"Zmieniłeś mnie w dotyk" - zawodziła zmysłowo kilka lat temu Edyta Górniak w jednym ze swoich największych hitów. Mężczyźni umieją i lubią dotykać kobiety, ale my możemy się im odwdzięczyć tym samym. Zaserwuj ukochanemu mieszankę wybuchową, złożoną z trzech pieszczot:

1. Chwyt poniżej pasa

Klejnoty każdego mężczyzny wymagają oczywiście wielkiej delikatności, ale nie przesadzaj. Możesz od czasu do czasu ścisnąć go nieco mocniej. Uwierz - on sam, masturbując się, robił to wielokrotnie i nie wiadomo, czy do takiego silnego uścisku nie jest po prostu przyzwyczajony. Doktor Ian Kerner, terapeuta seksualny wie co mówi, twierdząć, że penisa można trzymać jak balonik napełniony wodą. Wystarczająco mocno, by nie uciekł, a na tyle lekko, by nie puścił.

2. Gra w ciepło i zimno

Kiedy rozgrzewasz ciało ukochanego, przytulając się do niego, a potem fundujesz mu zimny dotyk, to jakbyś aplikowała mu dodatkową porcję energii! Kiedy robisz na odwrót: najpierw ochładzasz, a potem rozpalasz, to z kolei działa na niego kojąco. Przed tą rozkoszną huśtawką temperatur przygotuj sobie odpowiednie akcesoria, na przykład chłodzące i rozgrzewające lubrykanty, loda na patyku, lód z lodówki (drinki poczekają) - słowem bądź w pełnej gotowości!

3. Miękkie lądowanie

Mężczyźni kochają gładkie, miękkie ciała kobiecie na zasadzie kontrastu do ich własnych. Dotyk delikatnej skóry działa na męskie zmysły jak płachta na byka.
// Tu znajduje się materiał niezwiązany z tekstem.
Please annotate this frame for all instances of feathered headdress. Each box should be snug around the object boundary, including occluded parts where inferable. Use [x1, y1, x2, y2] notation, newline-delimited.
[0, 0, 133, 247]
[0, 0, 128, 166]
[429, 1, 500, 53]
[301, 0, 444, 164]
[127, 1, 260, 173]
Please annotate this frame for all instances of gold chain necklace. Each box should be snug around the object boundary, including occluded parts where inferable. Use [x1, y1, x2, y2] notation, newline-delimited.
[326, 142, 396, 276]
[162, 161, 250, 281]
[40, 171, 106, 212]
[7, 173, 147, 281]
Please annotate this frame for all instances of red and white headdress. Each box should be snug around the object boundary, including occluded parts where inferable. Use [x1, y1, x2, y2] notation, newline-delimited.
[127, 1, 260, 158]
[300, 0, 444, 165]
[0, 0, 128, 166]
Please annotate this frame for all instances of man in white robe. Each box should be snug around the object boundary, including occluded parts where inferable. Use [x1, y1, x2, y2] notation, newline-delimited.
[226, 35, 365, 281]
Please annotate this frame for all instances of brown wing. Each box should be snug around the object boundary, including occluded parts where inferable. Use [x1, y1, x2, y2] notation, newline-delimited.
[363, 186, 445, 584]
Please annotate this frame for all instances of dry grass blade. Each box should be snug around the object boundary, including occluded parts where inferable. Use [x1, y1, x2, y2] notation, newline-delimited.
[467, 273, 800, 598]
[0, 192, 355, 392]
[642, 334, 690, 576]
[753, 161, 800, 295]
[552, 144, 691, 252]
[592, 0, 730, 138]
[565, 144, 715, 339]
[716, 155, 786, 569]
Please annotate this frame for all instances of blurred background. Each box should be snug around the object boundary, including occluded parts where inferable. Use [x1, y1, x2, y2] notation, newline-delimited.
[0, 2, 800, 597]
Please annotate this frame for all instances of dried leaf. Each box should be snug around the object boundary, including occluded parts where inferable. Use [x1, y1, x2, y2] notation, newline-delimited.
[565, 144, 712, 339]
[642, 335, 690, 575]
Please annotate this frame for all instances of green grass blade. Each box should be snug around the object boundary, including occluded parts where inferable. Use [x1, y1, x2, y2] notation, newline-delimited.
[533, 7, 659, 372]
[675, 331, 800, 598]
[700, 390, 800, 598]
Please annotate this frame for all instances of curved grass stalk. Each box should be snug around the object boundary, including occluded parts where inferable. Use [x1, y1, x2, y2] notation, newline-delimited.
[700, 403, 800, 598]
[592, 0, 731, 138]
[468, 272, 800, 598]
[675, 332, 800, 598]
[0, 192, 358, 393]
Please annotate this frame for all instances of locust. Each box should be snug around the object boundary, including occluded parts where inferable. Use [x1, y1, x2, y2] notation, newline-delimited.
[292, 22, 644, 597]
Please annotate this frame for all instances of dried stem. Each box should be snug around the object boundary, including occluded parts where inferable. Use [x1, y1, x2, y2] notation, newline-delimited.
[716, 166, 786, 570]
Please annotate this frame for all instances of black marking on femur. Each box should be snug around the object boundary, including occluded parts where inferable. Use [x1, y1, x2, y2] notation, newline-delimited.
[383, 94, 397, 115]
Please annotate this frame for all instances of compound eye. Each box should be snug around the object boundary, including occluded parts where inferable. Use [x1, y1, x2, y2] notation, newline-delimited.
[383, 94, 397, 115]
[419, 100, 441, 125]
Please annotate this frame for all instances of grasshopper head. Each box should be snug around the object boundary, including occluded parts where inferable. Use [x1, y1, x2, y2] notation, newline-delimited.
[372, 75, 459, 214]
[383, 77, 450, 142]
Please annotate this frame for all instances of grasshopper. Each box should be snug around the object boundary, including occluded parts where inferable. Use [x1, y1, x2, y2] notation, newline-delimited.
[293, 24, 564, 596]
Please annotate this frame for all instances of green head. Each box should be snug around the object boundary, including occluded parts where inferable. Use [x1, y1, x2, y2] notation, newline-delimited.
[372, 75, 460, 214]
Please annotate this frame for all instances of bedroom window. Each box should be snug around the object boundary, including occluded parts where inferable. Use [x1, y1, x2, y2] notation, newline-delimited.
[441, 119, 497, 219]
Jesli chcesz zrobić na swoim ukochanym maksymalne wrażenie, przed randką zrób sobie piling całego ciała i wmasuj w nie obficie nawilżający balsam. Kiedy już będziecie w łóżku, złap go za rękę i prowadząć po swoim ponętnym ciele, zademonstruj wyniki kosmetycznych zabiegów...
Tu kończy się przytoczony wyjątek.